Obesity-induced heart disease, which affects up to 10 per cent of the population in certain age ranges, is considered an untreatable condition. Seventy-five per cent of people don’t survive more than five years beyond diagnosis.
Researchers from the Metabolic Reprogramming Laboratory have found a link between obesity-induced heart disease and amyloid beta, a protein that has previously been implicated in the development of Alzheimer’s disease. The results of the study were recently published in Nature Communications.
Their data revealed that amyloid beta is secreted from fat tissue into the bloodstream and that obesity results in higher levels of amyloid beta in the blood. This led the researchers to ask whether amyloid beta was a causative factor in heart disease, so they treated normal lean mice with amyloid beta and then followed the heart metabolism and function of the mice.
It was found that amyloid beta did induce cardiac disease, just like obesity. It was discovered that amyloid beta accumulated in the mitochondria of the heart – the powerhouses of the cell that generate energy – and prevented energy generation in heart muscle cells. Because the heart uses so much energy to pump blood, this is sufficient to cause heart disease.
To the researcher’s knowledge, this is the first time that amyloid beta has been implicated in a disease that is not Alzheimer’s. To this point, it was thought that the negative effects of amyloid beta were restricted to the brain, where the protein is known to accumulate and cause the deposition of brain plaques that contribute to the development of Alzheimer’s Disease.

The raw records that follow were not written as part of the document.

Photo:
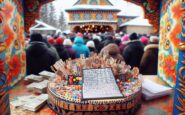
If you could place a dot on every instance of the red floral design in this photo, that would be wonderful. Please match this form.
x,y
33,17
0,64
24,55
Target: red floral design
x,y
8,11
169,67
2,67
10,35
14,67
174,35
177,11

Results of this study are the first to describe the production and release of amyloid beta by fat tissue as a cause of heart disease. The discovery goes beyond explaining the causes, and has identified a possible approach to treat obesity-related heart failure.
There have been numerous therapies and drugs developed in recent years that have been very effective in blocking the effects of amyloid beta and have proved safe in humans, but most have failed to effectively treat Alzheimer’s disease for various reasons. However, this suggests that these therapies could be repurposed for cardiac disease.
When researchers from the Metabolic Reprogramming Laboratory treated obese mice with one of these developmental Alzheimer’s disease drugs, they confirmed that it did indeed prevent the progression of cardiac disease caused by obesity.
As these therapies already exist and have been safety tested in humans, it would be feasible to move directly to clinical trials in patients with heart disease. This will reduce the drug development process by around 10 years.
The researchers are now planning a proof-of-concept clinical study with colleagues at The University Hospital, Geelong, which is designed to test whether these Alzheimer’s disease therapies can improve heart function in patients with early heart failure.